После освобождения из Митавской тюрьмы в 1898 году, Пришвин возвращается в родной Елец под надзор полиции и поселяется в семье своего товарища по гимназии Александра Михайловича Коноплянцева. Он решает хлопотать о разрешении выехать за границу для окончания университета, а пока зарабатывает частными уроками, которые ему «поставляла» сочувствующая в городе интеллигенция. Здесь таких, как Михаил, была целая компания. «Школа народных вождей» продолжала работать в Ельце, как и в Риге. В сущности, хотя было трудно, но жили в Ельце эти высланные весело. Молодая неопытность придавала сил. В семье, в обществе их окружало сочувствие: время работало на них.
Вот как вспоминает об этом периоде в жизни писателя Мария Михайловна Введенская, родная сестра А.М. Коноплянцева: «Компания у нас в Ельце была большая и дружная. Чтение нелегальной литературы, сходки под видом вечеров, гитара в руках у Николая Семашко, мандолина – у Михаила Пришвина. Танцуют, поют и спорят. Семашко был один из главных в нашей компании. Он был необычайно живой, остроумный человек… Как появится – трень-брень на балалайке, подушки в разные стороны летят, и начинается веселье. В эту компанию вошел и Михаил Михайлович. Жил он без всяких претензий, очень скромно, так что жилец был тихий, но выдумщик необыкновенный. Так, например, когда моя маленькая двоюродная сестра ему очень надоедала, то он, бывало, опояшет ее поясом и повесит на дверь, а она только кричит: «Мама!» А то целые сцены разыгрывал, например, пастораль из оперы «Пиковая дама».

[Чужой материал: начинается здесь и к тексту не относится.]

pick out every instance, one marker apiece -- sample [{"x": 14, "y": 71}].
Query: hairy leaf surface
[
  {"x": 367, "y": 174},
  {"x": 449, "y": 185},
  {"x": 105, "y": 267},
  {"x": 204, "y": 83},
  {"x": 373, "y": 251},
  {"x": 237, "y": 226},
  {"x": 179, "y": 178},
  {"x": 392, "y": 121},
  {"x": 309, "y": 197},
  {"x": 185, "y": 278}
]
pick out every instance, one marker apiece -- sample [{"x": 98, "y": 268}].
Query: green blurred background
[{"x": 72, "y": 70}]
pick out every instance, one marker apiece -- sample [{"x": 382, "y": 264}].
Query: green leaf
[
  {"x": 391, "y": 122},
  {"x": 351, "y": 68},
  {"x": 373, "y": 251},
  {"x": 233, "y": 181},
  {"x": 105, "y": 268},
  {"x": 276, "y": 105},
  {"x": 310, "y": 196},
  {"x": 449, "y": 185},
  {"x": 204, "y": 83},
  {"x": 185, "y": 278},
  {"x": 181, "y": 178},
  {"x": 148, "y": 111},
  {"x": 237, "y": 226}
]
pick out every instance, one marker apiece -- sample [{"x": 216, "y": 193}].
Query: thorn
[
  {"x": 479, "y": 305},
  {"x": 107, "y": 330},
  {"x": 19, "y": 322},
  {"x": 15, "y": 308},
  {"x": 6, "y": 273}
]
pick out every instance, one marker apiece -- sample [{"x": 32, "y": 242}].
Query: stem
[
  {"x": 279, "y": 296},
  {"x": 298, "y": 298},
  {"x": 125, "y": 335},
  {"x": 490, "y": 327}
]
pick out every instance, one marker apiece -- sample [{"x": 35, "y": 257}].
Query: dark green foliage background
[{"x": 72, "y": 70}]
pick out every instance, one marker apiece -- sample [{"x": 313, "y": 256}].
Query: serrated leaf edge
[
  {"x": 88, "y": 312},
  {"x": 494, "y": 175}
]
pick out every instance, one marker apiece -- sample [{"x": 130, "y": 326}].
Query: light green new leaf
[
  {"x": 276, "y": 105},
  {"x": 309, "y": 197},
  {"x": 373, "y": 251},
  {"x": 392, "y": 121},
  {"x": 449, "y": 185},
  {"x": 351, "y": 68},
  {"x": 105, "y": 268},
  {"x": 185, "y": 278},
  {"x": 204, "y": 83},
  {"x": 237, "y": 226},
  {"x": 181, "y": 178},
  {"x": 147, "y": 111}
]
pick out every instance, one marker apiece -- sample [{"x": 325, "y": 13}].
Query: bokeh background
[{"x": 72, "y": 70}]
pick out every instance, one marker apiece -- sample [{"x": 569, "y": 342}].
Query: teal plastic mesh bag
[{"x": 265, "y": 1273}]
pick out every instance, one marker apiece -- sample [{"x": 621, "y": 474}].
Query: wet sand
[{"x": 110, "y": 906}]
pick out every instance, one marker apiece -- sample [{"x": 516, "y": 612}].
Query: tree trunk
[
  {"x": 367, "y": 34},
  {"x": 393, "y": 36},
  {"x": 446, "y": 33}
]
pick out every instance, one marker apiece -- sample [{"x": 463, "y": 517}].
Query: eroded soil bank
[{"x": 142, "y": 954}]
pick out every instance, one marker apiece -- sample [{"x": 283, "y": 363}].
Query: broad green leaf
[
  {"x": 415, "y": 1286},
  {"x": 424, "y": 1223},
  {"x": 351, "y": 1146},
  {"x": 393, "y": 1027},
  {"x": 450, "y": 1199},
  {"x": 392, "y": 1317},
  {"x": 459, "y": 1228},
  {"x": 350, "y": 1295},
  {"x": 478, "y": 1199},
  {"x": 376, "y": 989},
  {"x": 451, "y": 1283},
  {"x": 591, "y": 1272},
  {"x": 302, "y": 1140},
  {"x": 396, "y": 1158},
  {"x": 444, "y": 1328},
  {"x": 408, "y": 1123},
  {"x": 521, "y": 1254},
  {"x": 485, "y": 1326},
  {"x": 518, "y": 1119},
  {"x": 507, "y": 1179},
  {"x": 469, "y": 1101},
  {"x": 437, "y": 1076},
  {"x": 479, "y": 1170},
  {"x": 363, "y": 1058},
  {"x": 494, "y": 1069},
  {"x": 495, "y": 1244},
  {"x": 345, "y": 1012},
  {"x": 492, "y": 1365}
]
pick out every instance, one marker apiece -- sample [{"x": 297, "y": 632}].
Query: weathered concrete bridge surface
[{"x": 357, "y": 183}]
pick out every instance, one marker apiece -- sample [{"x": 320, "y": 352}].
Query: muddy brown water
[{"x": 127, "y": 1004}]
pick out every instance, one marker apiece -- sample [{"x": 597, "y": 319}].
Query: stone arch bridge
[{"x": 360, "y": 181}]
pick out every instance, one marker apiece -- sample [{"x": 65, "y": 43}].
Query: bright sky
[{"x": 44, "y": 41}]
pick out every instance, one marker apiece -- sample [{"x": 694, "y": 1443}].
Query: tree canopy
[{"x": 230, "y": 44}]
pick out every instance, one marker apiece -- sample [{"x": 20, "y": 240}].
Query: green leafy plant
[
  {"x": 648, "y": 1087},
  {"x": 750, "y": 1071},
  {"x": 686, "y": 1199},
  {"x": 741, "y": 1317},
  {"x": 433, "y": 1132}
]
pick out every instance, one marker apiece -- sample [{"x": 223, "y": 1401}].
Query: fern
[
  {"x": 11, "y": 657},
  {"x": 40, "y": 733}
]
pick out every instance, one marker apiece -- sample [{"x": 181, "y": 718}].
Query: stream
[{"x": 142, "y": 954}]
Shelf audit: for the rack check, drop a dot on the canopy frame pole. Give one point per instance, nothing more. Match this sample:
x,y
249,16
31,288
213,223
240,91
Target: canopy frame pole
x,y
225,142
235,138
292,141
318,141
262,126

Большой специалист был Михаил Михайлович играть на мандолине.. Как-то вечером иду по улице поздно, часов в одиннадцать, все тихо, Елец спит, и вдруг Михаил Михайлович передо мной со своей мандолиной: «О, Коломбина, я твой верный Арлекин…». Даже полицейский обратил внимание, пришлось замолчать. Но полицейский снова пошел за нами следом, и мы вынуждены были спрятаться в церкви на паперти.
Потом он у кого-то снял комнату, когда мы были уже в Москве, и почему-то входил в нее через окно, а не в дверь. Озорной был Михаил Михайлович, но шутил не зло. Он и пишет так, как говорит. И когда я читаю его рассказы, то читаю не глазами, а слышу, как он говорит, голос его слышу, смех слышу…».
По воспоминаниям современников Пришвин действительно в те годы был очень общительным, веселым и открытым человеком, а подчас казался даже бесшабашным. И больше всего верил в него именно его друг Александр Михайлович Клоноплянцев, самый понимающий и преданный его читатель. Самое удивительное, что Михаил Михайлович в эти елецкие годы тоже думал о себе так: «… Я вспомнил время, когда жил в Ельце на Бабьем базаре. Какой я был бездельник и пустой человек, откуда же потом все взялось?..»
Есть в дневнике самого Пришвина признание, что настоящая тоска стала ему знакома лишь в его 29 лет. А до тех пор он был очень веселый человек. Значит, ни переживания неудачника в гимназии, ни тюремная одиночка, ничто не могло сломить его дух. Но при этом никому из окружающих не было тогда видно, что вынашивалось бессознательно в глубине души будущего писателя, что не давало ему удовлетворения и покоя.